To identify the optogenetic excitation threshold (Ee,th) in models of CM/ChR2-cFB tandem cell units (TCU) (nFB = 5), we first attained a quiescent steady state by simulating 250 s of electrical coupling between the two cell types with no stimuli. Then, as described previously, we used a bisection approach to identify the weakest optical stimulus that elicited an action potential. This process was repeated with different cFB parameters and optical pulse durations (tstim) needed to generate strength-duration curves (Fig. 4a) and other relationships presented in this study.

TCU simulations were also used to assess effects of host and donor cell excitability on the nature and sensitivity of the OptoGap assay (Fig. 5a–d). For simulations involving electrically excitable ChR2-hiPSC-CM donor cells, we used the ventricular variant of the Paci et al. model61, as in previously-published multiscale modelling work from our group62.

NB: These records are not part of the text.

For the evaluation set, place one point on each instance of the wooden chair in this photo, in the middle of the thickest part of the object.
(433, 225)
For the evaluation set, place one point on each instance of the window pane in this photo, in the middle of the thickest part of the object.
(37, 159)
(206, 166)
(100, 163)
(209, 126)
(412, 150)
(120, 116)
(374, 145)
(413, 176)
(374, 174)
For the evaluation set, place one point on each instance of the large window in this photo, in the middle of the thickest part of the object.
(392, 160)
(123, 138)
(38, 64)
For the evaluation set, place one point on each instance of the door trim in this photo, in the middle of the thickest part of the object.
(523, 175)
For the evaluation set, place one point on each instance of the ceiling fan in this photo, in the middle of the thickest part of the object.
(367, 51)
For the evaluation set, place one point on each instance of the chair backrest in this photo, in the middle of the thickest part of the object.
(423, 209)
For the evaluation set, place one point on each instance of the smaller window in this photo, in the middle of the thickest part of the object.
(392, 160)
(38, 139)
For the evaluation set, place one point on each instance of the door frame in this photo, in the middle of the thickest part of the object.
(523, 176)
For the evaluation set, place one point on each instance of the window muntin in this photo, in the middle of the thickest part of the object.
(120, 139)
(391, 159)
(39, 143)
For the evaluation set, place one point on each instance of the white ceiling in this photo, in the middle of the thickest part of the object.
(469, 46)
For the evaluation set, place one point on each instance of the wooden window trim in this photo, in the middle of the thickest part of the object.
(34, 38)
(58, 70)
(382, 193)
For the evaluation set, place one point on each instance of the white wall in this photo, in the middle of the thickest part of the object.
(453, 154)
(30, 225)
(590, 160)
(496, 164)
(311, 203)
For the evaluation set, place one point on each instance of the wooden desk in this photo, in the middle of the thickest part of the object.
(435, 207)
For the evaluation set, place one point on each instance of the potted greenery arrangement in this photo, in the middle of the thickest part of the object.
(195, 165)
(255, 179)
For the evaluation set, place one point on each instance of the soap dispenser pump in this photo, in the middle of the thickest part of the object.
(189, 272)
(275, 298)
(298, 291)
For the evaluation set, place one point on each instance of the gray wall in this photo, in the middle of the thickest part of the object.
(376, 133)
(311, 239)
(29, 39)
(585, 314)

For organ-scale simulations, we used a model of the human ventricles reconstructed from magnetic resonance imaging data38. Excitation propagation was simulated via the monodomain formulation63. As in our previous study, a hemispherical delivery target (1 cm diameter) was defined near the left ventricular apex and a stochastic delivery algorithm was used to create distributions of hybrid CM/ChR2-cFB TCU (as described above) with different spatial patterns within the region. For each combination of the parameters for ChR2-cFB density, defined as the proportion of the target region not the whole ventricular volume (D = 0.05, 0.1, or 0.25), and clustering (C = 0.6, 0.9, or 0.99), we created multiple unique distributions (n = 5) to ensure that results were not biased by one particular result of the stochastic approach. A ChR2-cFB to CM ratio of nFB = 20 was used in these simulations because no optogenetic excitation was seen at all for nFB = 5 due to exaggerated source-to-sink mismatch at the organ scale. Uniform illumination was applied from the endocardial surface local to the delivery site and the exponential decay method (δ = 1.84 mm for blue light with λ = 488 nm) was used to model light attenuation due to energy absorption and photon scattering.

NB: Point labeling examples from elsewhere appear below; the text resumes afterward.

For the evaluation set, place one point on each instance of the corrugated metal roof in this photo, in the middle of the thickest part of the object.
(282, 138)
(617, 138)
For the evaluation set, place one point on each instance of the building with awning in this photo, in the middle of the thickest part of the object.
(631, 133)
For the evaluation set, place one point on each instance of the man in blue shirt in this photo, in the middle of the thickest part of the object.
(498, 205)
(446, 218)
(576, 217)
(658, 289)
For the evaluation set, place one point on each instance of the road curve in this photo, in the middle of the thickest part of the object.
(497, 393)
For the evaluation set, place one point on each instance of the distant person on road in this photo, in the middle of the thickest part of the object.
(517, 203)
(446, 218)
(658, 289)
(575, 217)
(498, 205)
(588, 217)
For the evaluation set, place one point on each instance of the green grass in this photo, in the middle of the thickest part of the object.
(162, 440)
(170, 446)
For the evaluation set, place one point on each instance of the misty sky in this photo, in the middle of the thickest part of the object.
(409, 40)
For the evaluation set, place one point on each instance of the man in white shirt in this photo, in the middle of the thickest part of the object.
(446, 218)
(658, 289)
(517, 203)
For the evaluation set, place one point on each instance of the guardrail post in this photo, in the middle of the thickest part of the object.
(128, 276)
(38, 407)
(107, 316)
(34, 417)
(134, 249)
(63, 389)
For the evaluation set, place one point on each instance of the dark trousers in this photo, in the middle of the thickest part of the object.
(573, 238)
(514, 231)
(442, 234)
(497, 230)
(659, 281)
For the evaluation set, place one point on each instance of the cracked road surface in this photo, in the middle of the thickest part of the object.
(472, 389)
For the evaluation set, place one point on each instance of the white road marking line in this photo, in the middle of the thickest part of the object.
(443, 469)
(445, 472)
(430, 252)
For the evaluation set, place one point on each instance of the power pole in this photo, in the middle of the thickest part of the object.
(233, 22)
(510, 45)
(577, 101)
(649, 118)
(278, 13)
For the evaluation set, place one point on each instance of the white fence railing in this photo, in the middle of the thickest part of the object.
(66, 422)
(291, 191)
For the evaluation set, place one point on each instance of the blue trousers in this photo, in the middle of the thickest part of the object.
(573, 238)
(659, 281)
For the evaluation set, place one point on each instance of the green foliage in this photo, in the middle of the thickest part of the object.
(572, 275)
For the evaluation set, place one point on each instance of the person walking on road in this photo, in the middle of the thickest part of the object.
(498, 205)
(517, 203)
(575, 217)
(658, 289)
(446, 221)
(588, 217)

To identify the optogenetic excitation threshold (Ee,th) in ventricular models with different spatial distributions of CM/ChR2-cFB TCU we began by applying a sequence of 10 electrical stimuli (72 pA/pF transmembrane current, 2 ms pulse duration, 1 Hz) from the epicardial apex to attain a paced quasi-steady state. Then, Ee,th for a uniform endocardial optical stimulus was identified using the same method described for cell-scale simulations.

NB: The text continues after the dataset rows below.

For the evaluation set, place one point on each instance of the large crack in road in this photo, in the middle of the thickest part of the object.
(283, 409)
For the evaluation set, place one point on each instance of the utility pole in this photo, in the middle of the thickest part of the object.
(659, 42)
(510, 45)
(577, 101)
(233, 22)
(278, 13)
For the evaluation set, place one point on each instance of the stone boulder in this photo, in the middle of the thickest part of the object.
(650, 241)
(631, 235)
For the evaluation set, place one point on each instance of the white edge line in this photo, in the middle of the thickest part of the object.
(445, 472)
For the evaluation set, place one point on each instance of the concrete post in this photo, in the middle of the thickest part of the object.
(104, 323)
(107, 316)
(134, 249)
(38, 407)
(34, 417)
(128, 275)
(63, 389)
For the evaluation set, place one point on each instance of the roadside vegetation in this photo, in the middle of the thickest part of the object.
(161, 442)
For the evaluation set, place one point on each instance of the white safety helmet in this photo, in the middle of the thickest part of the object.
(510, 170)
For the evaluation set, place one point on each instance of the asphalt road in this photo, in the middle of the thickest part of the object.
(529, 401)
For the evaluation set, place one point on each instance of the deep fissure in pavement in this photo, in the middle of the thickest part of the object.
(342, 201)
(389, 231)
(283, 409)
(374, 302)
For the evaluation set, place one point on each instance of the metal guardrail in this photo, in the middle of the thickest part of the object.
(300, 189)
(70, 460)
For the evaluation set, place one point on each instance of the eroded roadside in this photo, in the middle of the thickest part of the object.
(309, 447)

For simulations investigating the effects of donor and host cell excitability, we defined the OptoGap assay sensitivity metric [σ]:

$$\sigma = \log_{10} \left[ {\frac{{E_{e,th} (G_{gj} )}}{{E_{e,th} (G_{gj,\max } )}}} \right]$$

where Ggj,max was, by definition, 20 nS. We chose to use 20 nS as the maximal Ggj value since we found empirically that for all configurations tested the different in Ee,th between 19 and 20 nS was negligible (< 1%), suggesting that the relationship between minimal optogenetic stimulus and inter-cellular coupling strength has similar properties to typical strength-duration curves (i.e., Ee,th at 20 nS is analogous to the rheobase). The generalized interpretation of this metric is that values farther from 0 in either the positive or negative directions indicate higher assay sensitivity.

All simulations were conducted using the CARP software package63,64. A version of this software that is free for academic use is available online (https://opencarp.org). This computational framework has been validated against experimental measurements in numerous previous studies29,65,66,67,68,69,70,71,72. Cell-scale simulations were executed on a desktop computer with 8 Intel Core i7 CPUs (3.4 GHz). Organ-scale simulations were executed on 24 Intel Haswell CPUs (2.5 GHz) on the parallel computing resource at the Maryland Advanced Research Computing Center (MARCC).